Later he was sentenced to life in prison for a separate sexual assault in 1986, and through DNA testing he was linked to and convicted of Bowdoin's killing.

In his last words, Dixon said, "Maybe I'll see you on the other side Deana.I don't know you and I don't remember you," according to NBC news, which was quoting a reporter from another news outlet who witnessed the execution.

Another media representative said Dixon gasped when he was injected with the drugs but did not move otherwise, NBC reported.

The execution was Arizona's first after an eight-year hiatus following the botched execution of an inmate who suffered agonizing convulsions for two hours as he was injected with 15 doses of a chemical cocktail before he died.

Doubts about the legality of lethal injections -- suspected of causing unlawful suffering -- abound, and pharmaceutical companies have begun refusing to supply the chemicals, leading to a sharp nationwide decline in executions.

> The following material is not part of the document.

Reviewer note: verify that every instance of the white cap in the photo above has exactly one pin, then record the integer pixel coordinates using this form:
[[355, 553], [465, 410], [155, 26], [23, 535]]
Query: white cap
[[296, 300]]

Officials in Arizona, where 113 prisoners including Dixon are on death row, have also authorized the gas chamber for carrying out capital punishment.

Arizona prison authorities are considering using hydrogen cyanide, the main component of Zyklon-B, a chemical infamously associated with the Holocaust.

Dixon was offered a choice of lethal injection or the gas chamber.His silence meant he was due to be given a lethal injection.

Arizona has set June 8 for the execution of Frank Atwood, sentenced to death in 1987 for the murder of an eight-year-old girl.He has been given two weeks to choose between lethal injection or being gassed with deadly chemicals.